Dans le second degré, toujours selon la responsable du bureau de la formation au ministère de l'Éducation nationale, cheffe de la formation des enseignants à la DGESCO 51 ( * ) , le statut de formateur n'existe pas encore, contrairement au premier degré, mais il est en cours d'élaboration.
À l'heure actuelle, dans les ESPE, certains formateurs sont recrutés à temps partagé, sur la base de leurs qualités pédagogiques. Ces formateurs peuvent se former à la formation, de manière théorique, mais ce n'est pas une obligation.

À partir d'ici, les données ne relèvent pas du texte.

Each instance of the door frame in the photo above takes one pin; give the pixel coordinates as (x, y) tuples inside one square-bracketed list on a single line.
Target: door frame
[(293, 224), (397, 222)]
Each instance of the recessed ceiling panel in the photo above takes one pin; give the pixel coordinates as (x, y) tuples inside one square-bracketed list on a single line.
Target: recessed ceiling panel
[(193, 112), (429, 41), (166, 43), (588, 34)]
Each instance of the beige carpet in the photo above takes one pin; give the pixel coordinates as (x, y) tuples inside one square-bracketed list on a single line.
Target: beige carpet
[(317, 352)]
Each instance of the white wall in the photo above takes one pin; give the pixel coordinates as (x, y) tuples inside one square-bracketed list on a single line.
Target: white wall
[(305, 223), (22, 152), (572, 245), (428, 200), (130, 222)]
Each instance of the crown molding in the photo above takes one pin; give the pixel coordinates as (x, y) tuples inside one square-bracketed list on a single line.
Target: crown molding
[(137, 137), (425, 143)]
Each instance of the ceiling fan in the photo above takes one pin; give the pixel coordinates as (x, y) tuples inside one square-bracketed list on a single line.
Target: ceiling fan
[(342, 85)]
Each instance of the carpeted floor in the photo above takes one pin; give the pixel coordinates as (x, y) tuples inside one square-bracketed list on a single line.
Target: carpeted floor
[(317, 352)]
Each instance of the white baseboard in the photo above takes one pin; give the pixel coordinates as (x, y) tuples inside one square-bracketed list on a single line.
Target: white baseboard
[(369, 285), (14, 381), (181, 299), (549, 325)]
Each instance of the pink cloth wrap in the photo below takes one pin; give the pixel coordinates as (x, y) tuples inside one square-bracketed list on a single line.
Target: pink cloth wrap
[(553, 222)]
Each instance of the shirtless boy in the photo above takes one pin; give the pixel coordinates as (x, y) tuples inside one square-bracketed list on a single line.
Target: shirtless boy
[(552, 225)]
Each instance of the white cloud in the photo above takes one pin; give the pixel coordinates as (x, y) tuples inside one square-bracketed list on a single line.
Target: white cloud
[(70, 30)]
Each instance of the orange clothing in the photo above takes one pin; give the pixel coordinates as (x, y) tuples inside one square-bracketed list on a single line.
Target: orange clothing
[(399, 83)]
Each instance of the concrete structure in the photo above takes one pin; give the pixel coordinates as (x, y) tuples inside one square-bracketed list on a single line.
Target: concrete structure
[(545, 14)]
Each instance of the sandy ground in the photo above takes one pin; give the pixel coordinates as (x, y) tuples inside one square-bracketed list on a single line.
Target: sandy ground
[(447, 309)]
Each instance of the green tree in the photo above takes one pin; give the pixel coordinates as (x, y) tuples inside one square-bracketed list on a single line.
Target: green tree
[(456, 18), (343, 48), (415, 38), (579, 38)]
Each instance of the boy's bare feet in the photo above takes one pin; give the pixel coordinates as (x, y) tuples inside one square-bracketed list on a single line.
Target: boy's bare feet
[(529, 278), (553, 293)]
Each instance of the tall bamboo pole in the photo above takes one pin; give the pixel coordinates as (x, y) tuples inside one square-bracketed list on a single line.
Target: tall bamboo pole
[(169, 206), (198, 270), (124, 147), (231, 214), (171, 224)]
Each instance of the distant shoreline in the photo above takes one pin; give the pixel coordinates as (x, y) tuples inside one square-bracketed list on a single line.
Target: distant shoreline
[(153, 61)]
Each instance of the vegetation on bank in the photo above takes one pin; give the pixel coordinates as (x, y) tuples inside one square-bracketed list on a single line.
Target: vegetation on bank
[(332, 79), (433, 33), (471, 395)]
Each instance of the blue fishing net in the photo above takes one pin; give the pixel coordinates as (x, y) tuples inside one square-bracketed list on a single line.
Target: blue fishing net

Ils sont généralement qualifiés de formateurs de « terrain ». Les autres, souvent des maîtres de conférences en sociologie, en psychologie, en sciences de l'éducation ou en communication, entrent aussi directement dans les ESPE. Ils sont recrutés par des commissions, selon les modalités de l'université et deviennent alors formateurs à temps plein.
Pour Gisèle Jean 52 ( * ) , professeure de sciences économiques et sociales, la formation des formateurs sur des questions comme celle de l'égalité dépend fortement des maquettes des ESPE.
Pour notre délégation, ce caractère aléatoire ne peut pas être satisfaisant.
La représentante du ministère de l'Éducation nationale nous a informés de la mise en place actuelle d'un référentiel spécifique aux formateurs du second degré, et nous estimons que ce référentiel commun est indispensable.
La délégation souhaite qu'il soit l'occasion de rendre obligatoire et général la sensibilisation des formateurs du second degré à la question de la transmission des valeurs d'égalité et de la lutte contre les stéréotypes de sexe . Elle formulera donc une recommandation en ce sens.
b) Rendre les enseignements sur le thème de l'égalité incontournables, tant dans la formation initiale que continue
Selon Claire Pontais, formatrice à l'égalité dans les écoles supérieures du professorat et de l'éducation, la mise en place des ESPE 53 ( * ) , a eu pour conséquence une réduction des heures de formation d'environ 30 %.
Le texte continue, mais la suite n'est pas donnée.